The solution: Schedule and diarize your weekly workouts just as you would any important work or social meeting. You wouldn’t skip a meeting with your boss because you were tied up with Facebook, right? Also, limit the amount of time you spend on social media each day to pre-specified times and periods. For example, set aside x minutes for social media during your lunch break and x for after work. And make sticking to these times non-negotiable.

2. Allowing social media to interfere with your bedtime

Are you guilty of taking one last peep at your social media channels right before falling to sleep? Which, let’s be honest, can often result in your bedtime being pushed back by as mush as an hour or two.

Remember that a lack of enough, good quality sleep can wreak havoc on both your body and mind. Not only will too little shut-eye lead to a decline in motivation to train, but it can also negatively impact on your immunity and make you susceptible to injury.

The solution: Avoid screen time in bed right before bedtime. As recommended in Point 1 above, rather set aside one or two blocks of time during the day for catching up on social media. And avoid the temptation of adding more blocks or exceeding pre-specified time frames. The social media world will survive without your input until tomorrow.

3. Allowing social media to inhibit your running performance

Tweeting on the run has become all the rage. A number of well-known social media celebs are treating(?) fans to blow-by-blow accounts, complete with action photos, of their annual goal races. It doesn’t, however, take a scientist to figure out that running while tweeting will result in a sub-optimal race performance. Or, in the words of Bart Yasso, Runner’s World’s much-loved Chief Running Officer: “If you’re tweeting while you run, you aren’t running fast enough”.

This is, of course, also not just limited to racing. If you continually keep interrupting key workouts for the sake of taking pictures and posting updates, you risk losing out on training benefits. Workouts like tempo runs are aimed at teaching you to keep up intensity over an extended period of time. And failing to do so will negatively impact on your training results.

The solution: There’s nothing wrong with snapping a few pics during a gentle recovery run.
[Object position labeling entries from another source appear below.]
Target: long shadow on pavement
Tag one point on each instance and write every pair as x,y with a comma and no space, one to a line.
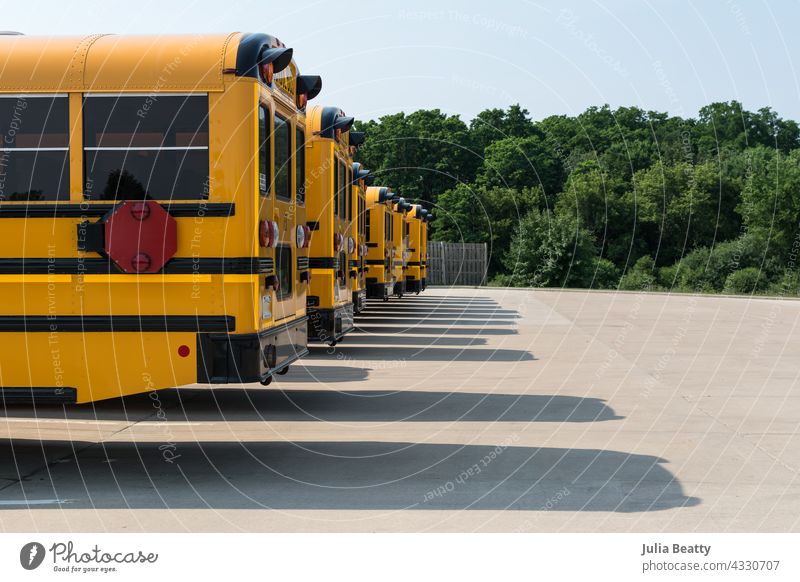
359,475
274,404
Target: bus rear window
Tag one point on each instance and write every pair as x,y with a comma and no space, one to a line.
283,260
300,170
138,146
34,152
283,156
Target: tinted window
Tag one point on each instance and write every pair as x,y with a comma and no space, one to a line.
341,190
283,156
137,146
264,167
335,189
350,192
34,152
283,260
300,161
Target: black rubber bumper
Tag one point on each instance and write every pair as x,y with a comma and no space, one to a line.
378,290
326,325
359,301
36,395
242,358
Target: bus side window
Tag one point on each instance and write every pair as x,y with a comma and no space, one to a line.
335,189
342,187
350,192
133,152
264,166
34,159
But save the pics and sharing for after your training when it comes to key workouts.

4. Trying to keep up with the Joneses

A constant stream of images depicting fast interval times and even faster new PBs can leave you feeling frustrated with the rate of your own progress. Which, in turn, may (falsely) lead you to believe that you need to push yourself harder and harder in order to achieve your goals faster. Don’t fall into this trap. Rest days are of vital importance and will benefit you so much more than trying to keep up with someone else’s running program.
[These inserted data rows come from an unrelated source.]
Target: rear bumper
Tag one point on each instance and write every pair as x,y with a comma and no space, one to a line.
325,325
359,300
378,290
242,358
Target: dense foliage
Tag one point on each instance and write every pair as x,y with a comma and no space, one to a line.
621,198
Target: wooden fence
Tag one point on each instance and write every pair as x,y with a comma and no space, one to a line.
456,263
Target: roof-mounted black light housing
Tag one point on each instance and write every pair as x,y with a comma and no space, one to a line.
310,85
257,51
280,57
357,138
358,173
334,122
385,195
In addition, as far as body image goes, a 2014 study found that increased time spent on Facebook correlated to poorer body image and a tendency to self-criticize.

The solution: Your body, race goals, training history, running journey and personal circumstances are unique and should be treated as such. Take the motivation that you need from social media, and let it end there. Set your own goals, follow your own program and celebrate your own victories and strengths. They’re just as uniquely awesome as you are.
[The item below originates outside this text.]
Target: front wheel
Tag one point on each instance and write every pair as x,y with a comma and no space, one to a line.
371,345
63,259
Also remember that many tend to only share only the positive aspects of their lives and training journeys over social media. Even though it’s only normal that there are many negatives, struggles and disappointments as well. What you therefore see, is only a part of the story. So don’t get frustrated with your own training hurdles. Everybody has them.

5. Taking advice from every Tom, Dick and Harry

In this day and age it’s easier than ever for individuals to share their stories. Which is wonderful on the one hand, but carries a great risk on the other. Why? Because not everyone is a certified running coach or a qualified nutritionist. And while experience is a great teacher, what works for someone else may not necessarily work for you.

The solution: Be careful who you take advice from. Good advice is almost always backed by science, so dig before you implement. Your gut should also give you a good indication of the validity of someone’s advice. If your blogging idol’s “four weeks to a marathon PB”-plan sounds too good to be true, it probably is.

The Takeaway

So instead of becoming a slave to social media, take what’s good from it, and don’t let it control you. You and only you can decide how much time to devote to it. And only you can decide how big its (negative) impact will be on you. So take a step back and keep sight of the bigger picture. Let social media serve you, and enjoy the positive interaction it brings. But always remember what’s most important: The here and now. Your family. Being healthy. And being happy.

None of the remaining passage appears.